“Misericordiosi come il Padre”
Lettura salesiana dell’anno giubilare
ACG 423 - Lettera del Rettor Maggiore alla Congregazione
Il Rettor Maggiore non poteva lasciar trascorrere l’anno giubilare della misericordia senza aiutarci a entrare in sintonia profonda con tutta la Chiesa. Egli ci invita ad accogliere la grazia di questo grande evento ecclesiale e a scoprire i frutti di misericordia che il carisma salesiano può portare.
L’anno giubilare non deve essere un episodio nella storia ecclesiale e nella nostra vita personale, ma deve portarci ad acquisire atteggiamenti permanenti e comportamenti duraturi. E’ questo il compito che il Rettor Maggiore si prefigge, offrendoci questa riflessione in prossimità della conclusione di questo anno di grazia. Il suo è un invito a non trascurare il dono di grazia che sta maturando in noi nell’esperienza della misericordia che stiamo vivendo.
L’anno della misericordia è come un albero che affonda le sue radici nel terreno della Chiesa postconciliare, che ha voluto assumere “la medicina della misericordia” più che “imbracciare le armi del rigore” e che invitava al servizio samaritano del mondo. E’ un albero cresciuto nutrendosi della riflessione e dell’esperienza della “Dives in misericordia” di Giovanni Paolo II e della “Deus Caritas est” di Benedetto XVI. E’ un albero che sta portando i suoi frutti maturi nella parola e nell’azione di Papa Francesco, che ha fatto della misericordia la cifra del suo ministero petrino.
Durante quest’anno abbiamo potuto ascoltare e riflettere su numerose pagine bibliche sia dell’Antico sia del Nuovo Testamento. I percorsi che possiamo rintracciare nelle Sacre Scritture a riguardo di questa tematica sono alimento per la nostra vita spirituale e dovranno continuamente essere rivisitati. La misericordia trova il suo inizio proprio in quel muoversi a compassione di Dio e particolarmente di Gesù nei confronti delle nostre debolezze, fragilità, mancanze e peccati. Misericordia è il nome di Dio e Gesù è il volto della misericordia.

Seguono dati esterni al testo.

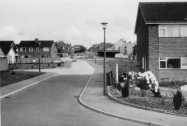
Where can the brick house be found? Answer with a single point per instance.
(3, 61)
(31, 49)
(9, 50)
(161, 29)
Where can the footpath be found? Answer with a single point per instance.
(11, 89)
(92, 98)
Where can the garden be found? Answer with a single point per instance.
(165, 97)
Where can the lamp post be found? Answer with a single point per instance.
(39, 44)
(104, 25)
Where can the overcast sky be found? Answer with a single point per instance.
(74, 21)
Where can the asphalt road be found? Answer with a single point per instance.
(54, 103)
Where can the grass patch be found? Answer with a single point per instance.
(163, 104)
(8, 77)
(172, 84)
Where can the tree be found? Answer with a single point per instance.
(63, 47)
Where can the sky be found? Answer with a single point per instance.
(73, 21)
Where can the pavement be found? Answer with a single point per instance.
(92, 97)
(53, 102)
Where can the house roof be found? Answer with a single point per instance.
(1, 53)
(161, 13)
(32, 43)
(164, 12)
(6, 46)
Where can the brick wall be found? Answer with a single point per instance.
(3, 64)
(173, 74)
(153, 49)
(173, 47)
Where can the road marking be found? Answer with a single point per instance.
(25, 87)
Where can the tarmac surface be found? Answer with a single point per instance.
(53, 102)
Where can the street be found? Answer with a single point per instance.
(53, 102)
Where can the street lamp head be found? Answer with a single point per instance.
(36, 39)
(104, 24)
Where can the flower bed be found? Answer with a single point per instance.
(162, 104)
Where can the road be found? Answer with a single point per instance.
(54, 103)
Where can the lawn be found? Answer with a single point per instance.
(149, 102)
(9, 78)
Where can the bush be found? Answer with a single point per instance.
(177, 100)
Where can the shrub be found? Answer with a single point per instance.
(177, 100)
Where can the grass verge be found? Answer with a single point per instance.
(8, 77)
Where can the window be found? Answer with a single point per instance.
(169, 63)
(169, 30)
(45, 49)
(173, 63)
(183, 29)
(172, 30)
(21, 49)
(162, 62)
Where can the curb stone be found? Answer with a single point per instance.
(91, 107)
(138, 106)
(27, 86)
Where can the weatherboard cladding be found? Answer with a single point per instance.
(6, 46)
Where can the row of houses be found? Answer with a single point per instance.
(27, 51)
(161, 29)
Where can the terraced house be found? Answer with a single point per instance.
(161, 29)
(30, 49)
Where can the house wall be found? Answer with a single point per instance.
(153, 54)
(11, 56)
(3, 64)
(53, 50)
(35, 53)
(142, 47)
(173, 47)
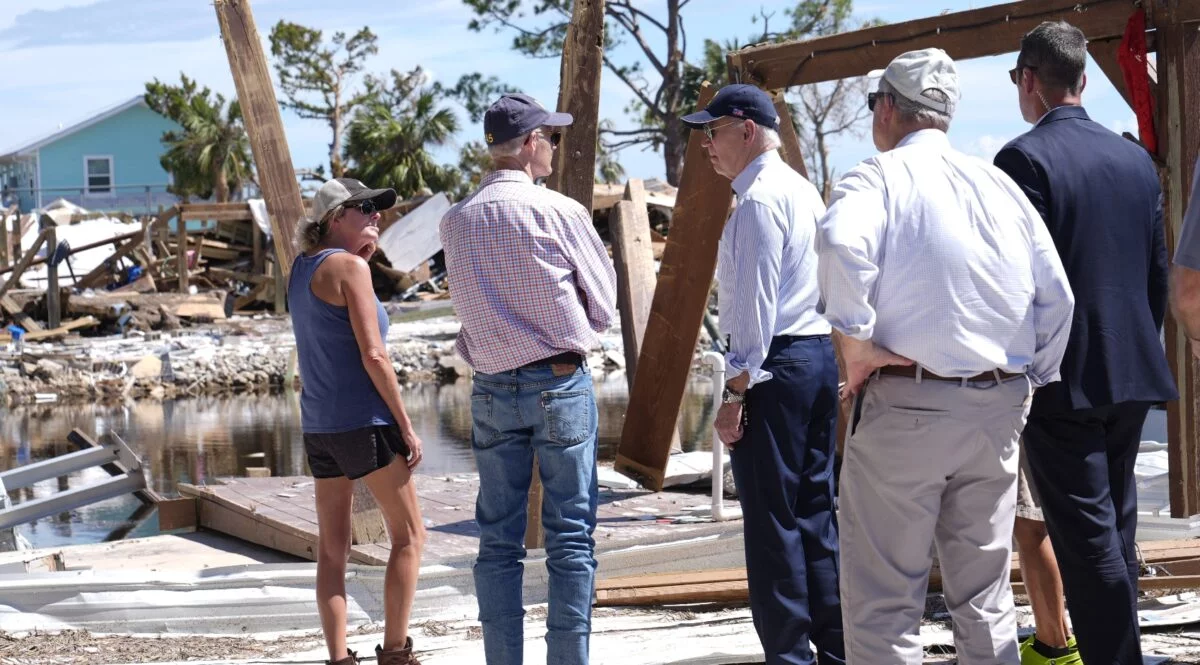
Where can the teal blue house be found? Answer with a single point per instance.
(108, 162)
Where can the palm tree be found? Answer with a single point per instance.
(388, 141)
(210, 156)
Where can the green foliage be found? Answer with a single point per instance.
(388, 141)
(317, 78)
(210, 157)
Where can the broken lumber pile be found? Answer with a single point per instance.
(1169, 564)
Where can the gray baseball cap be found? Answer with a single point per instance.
(516, 114)
(343, 191)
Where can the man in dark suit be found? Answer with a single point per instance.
(1102, 201)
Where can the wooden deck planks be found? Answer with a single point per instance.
(280, 513)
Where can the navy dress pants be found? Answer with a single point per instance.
(784, 473)
(1083, 462)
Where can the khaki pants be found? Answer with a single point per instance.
(930, 463)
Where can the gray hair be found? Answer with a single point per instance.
(917, 113)
(509, 148)
(312, 232)
(1059, 52)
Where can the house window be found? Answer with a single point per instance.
(100, 175)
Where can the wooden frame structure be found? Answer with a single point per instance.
(993, 30)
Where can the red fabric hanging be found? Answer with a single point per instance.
(1134, 65)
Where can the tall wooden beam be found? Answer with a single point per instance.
(971, 34)
(256, 93)
(676, 313)
(53, 304)
(579, 94)
(1179, 121)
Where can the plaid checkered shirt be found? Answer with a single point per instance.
(528, 274)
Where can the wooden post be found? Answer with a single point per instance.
(575, 161)
(281, 287)
(634, 258)
(53, 305)
(16, 238)
(5, 246)
(634, 261)
(256, 93)
(579, 94)
(791, 141)
(258, 265)
(679, 301)
(181, 252)
(1179, 138)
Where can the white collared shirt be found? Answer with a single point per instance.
(767, 264)
(939, 257)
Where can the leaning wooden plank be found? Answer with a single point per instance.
(264, 125)
(99, 275)
(18, 315)
(990, 30)
(673, 579)
(25, 262)
(676, 313)
(679, 594)
(63, 330)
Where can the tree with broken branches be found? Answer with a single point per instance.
(388, 142)
(825, 112)
(655, 82)
(317, 79)
(665, 85)
(210, 156)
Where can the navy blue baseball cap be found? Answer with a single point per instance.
(516, 114)
(738, 100)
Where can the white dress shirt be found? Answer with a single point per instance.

Don Bosco ha percorso un cammino di conversione spirituale e pastorale per riconoscere e accogliere la misericordia di Dio. La visione di Dio che egli assume da ragazzo e da giovane nel contesto teologico del suo tempo è quella di un Dio severo e tremendo, che giunge a essere implacabile nella sua giustizia. Dio è un giudice, ma la sua giustizia appare talvolta mitigata dalla Sua bontà provvidente. Sarà durante la permanenza nel Convitto ecclesiastico alla scuola di don Cafasso e di don Guala che egli apprenderà una morale equilibrata, ispirata a sant’Alfonso Maria dei Liguori; qui egli supererà il rigorismo tipico dell’epoca. Sarà soprattutto accompagnando i suoi ragazzi poveri e difficili che egli acquisirà per sempre non il rigore, ma la bontà, la benignità e la misericordia di Dio.
Il Rettor Maggiore si domanda al termine della sua lettera quale debba essere l’esperienza della misericordia che dovremo vivere in ogni casa salesiana del mondo. Il punto di partenza è la consapevolezza della necessità della misericordia che il contesto in cui viviamo ci domanda: conflitti, fondamentalismi, violenze in nome di Dio, ingiustizie invocano l’offerta della misericordia; la geografia della sofferenza ci chiama alla compassione. D’altra parte non potremo offrire misericordia se non avremo sperimentato perdono e misericordia da parte di Dio; solo se saremo peccatori pentiti e perdonati, specialmente attraverso il sacramento della Riconciliazione, saremo capaci di perdonare e di creare ambienti di perdono e riconciliazione.
Nel nostro carisma misericordia significa avere lo stesso cuore del Signore Gesù Buon Pastore, configurare il nostro cuore per renderlo simile al Suo, mite e umile. Misericordia significa praticare il Sistema preventivo e vivere la presenza insieme ai giovani, perché senza vicinanza non si comunica misericordia. Leggiamo al riguardo nelle parole del Rettor Maggiore le caratteristiche della presenza salesiana, che ci invitano a una rinnovata “assistenza” tra i giovani. Misericordia significa infine realizzare la giustizia, perché senza la giustizia sociale vissuta nei nostri ambienti la misericordia è un’espressione astratta e vuota.
Concludendo il Rettor Maggiore ci chiama a riconoscere e invocare Maria, Madre di misericordia. A Lei ricorriamo, esuli figli di Eva in questa valle di lacrime. Da Lei, Soccorritrice e Ausiliatrice, impariamo a venire in soccorso e aiuto a chi soffre. Lei sia la nostra Maestra e Guida.